Anyway, wonderful, wonderful story. I can't wait to read whatever you post next.
| remuslives chapter 1 . 9/20/2010
The tense was a little distracting at first, present tense fics throw me off, lol. i dread trying to write one. i really loved this. and not a single word of dialogue, spectacular. and somehow deeper than a bunch of blabbering. i think this may be my new fave of yours. it just makes me want to sigh and snuggle with my hubby. beautiful job!
| Lady Light chapter 1 . 9/19/2010
Very nicely written :). There need to be more guys like Auggie in the real world.
| Beth - Geek Chick chapter 1 . 9/18/2010
Ugh, I could have SWORN I left a review for this story, guess I didn't. Sorry.
I read this soon after you posted it, and was completely blown away. It wasn't until I was done that I realized there wasn't a word of dialogue.
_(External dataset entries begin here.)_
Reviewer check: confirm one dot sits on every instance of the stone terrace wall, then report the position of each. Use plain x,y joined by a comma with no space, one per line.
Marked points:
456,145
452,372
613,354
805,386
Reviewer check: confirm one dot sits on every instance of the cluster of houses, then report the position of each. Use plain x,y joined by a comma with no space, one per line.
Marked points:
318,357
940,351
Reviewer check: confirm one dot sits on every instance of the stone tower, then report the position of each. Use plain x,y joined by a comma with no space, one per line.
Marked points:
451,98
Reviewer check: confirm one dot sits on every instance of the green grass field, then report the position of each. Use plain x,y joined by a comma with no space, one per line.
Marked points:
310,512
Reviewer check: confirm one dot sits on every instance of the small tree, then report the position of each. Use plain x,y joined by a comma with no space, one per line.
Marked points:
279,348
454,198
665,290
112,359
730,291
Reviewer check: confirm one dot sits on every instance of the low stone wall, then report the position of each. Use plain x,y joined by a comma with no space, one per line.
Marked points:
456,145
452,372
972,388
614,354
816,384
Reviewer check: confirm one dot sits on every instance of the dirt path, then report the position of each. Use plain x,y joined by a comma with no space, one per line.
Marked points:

Absolutely beautiful and well-written. But then again, I like all your stories. :)
| Whoaa Kayy chapter 1 . 9/18/2010
This was beautiful, honestly. I prefered it in present tense, and the distance conveyed throughout it just made it all the more perfect. I love the irony you write in here, about Ben being buried. It fits so well.
I know what you mean about the leak thing. I read a theory somewhere about Liza stealing Auggie's ID card and access codes to get her info, simletaneously pinning Auggie as the leak even though he wasn't it. That one interested me, but I agree with you: Henry was such a let down.
Can't wait for more stuff! And you better keep writing even though there are no more epi-shots to make!
| Viktorija chapter 1 . 9/17/2010
I absolutely loved it! It was different, but not in a bad way, at least not for me. :) Great job!
| ComicalEpiphanies chapter 1 . 9/16/2010
You did a marvelous job. I know how frustrating present tense can be, but you wrangled it fine. I think this is either my favorite of the collection or one of them. Kudos.